The town and the team is in shambles. Her best friend Kelly (Moriarty) perhaps most of all. They gather the will to overcome the pain and loss and scrap there way back to the championship.

Anyone who sees this movie knows how it’s going to turn out. It feels like a cliche, even if it’s pretty much all true. The best thing about the film is the fact that even if you know what is going to happen, none of the people in the story are made into arbitrary antagonists, or overly anglicized.

Caroline is shown to be a pretty nice kid in the short time she’s on the screen. We also see her do a few dumb things. They don’t over emphasize either, but they do take her best attributes and find inspiration in them.

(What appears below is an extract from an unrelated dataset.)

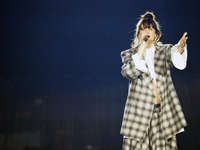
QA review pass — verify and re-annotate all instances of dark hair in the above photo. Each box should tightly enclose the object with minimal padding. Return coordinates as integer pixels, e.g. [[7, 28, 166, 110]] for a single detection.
[[131, 12, 161, 47]]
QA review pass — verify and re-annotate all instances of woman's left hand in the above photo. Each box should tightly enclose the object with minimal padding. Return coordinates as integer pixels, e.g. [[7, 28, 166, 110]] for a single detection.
[[179, 32, 188, 48], [178, 32, 188, 54]]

Sure, the rest of the team is overheard by our protagonist, doubting her ability to lead. It’s just one scene though, and they work it out in a mostly organic way. Some might call the script under cooked. I think the editing gives it a little more subtlety than we’d normally see in a story of this type. Gregory Nava is a superior director, but even he could have taken a few subtle cues from McNamara here.

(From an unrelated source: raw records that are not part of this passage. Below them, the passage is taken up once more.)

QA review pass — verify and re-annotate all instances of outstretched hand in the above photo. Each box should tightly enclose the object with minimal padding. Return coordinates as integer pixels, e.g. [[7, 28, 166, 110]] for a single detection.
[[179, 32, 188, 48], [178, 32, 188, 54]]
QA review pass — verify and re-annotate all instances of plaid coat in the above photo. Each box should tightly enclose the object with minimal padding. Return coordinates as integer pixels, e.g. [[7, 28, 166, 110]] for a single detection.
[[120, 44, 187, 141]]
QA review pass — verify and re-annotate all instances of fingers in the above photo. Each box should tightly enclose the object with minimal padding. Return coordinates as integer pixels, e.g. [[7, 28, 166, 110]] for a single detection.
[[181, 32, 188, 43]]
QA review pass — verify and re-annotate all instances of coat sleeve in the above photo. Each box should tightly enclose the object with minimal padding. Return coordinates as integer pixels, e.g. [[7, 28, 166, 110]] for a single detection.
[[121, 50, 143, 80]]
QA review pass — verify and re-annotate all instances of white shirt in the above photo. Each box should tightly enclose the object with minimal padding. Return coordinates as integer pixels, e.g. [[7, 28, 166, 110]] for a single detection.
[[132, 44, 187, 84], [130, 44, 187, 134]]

This is partly because William Hurt and Helen Hunt. They have no business being in a film of this caliber. They raise it on the wings of strong character building. Hurt is the father of a dead daughter and husband of a dead wife. His Ernie Found is a simple man whose faith is tested sorely, and like many in the flyover states, he makes the best of the inclement weather. There is no color by numbers to his character. Indeed the bulk of the script is not about his journey. His skill is such that he reels the viewer in anyway.

Hunt takes her character to an even more complicated level.  Her coach Kathy Bresnahan is purposefully unreachable. The journey of her suffering is a frustrating one for the viewer as it obviously is for her. Hunt’s character is deceptively colored with a selection of boring colors and expressions. It’s obvious to one that she is not real connected to her feelings at first. In time, she comes to the connections that it is easier for others to make. The process feels genuine and lasting.

Like most good films based on real life, we get glimpses of the real people at the end. It’s hard to keep a dry eye in the film, but the feelings really start flowing once you see the picture of Ernie crying in the stands while holding his daughter’s portrait.

I was so moved by the film I did my own research, discovering Coach Bresnahan started the Live Like Line Foundation, which she still serves as one of its Board members. Its purpose is a simple one: to help local kids overcome financial barriers to participate in school activities.

Sure, the acting is a little goofy. It stops on the border of maudlin. It’s as accurate a recreation as I’ve seen. Most important, never loses touch with the true feeling a small city can feel about something seemingly as inane as a sports game. It’s more than that, though. It’s about a kid who had heart and her sisters on the court who loved her.

Frank DeFord covered the story for HBO Real Sports. The story is given as much justice by DeFord as by McNamara. If you can’t get behind this movie and this team, you need to reconnect to your heart.

For those truly inspired, the entire championship match is here:

(**** out of *****)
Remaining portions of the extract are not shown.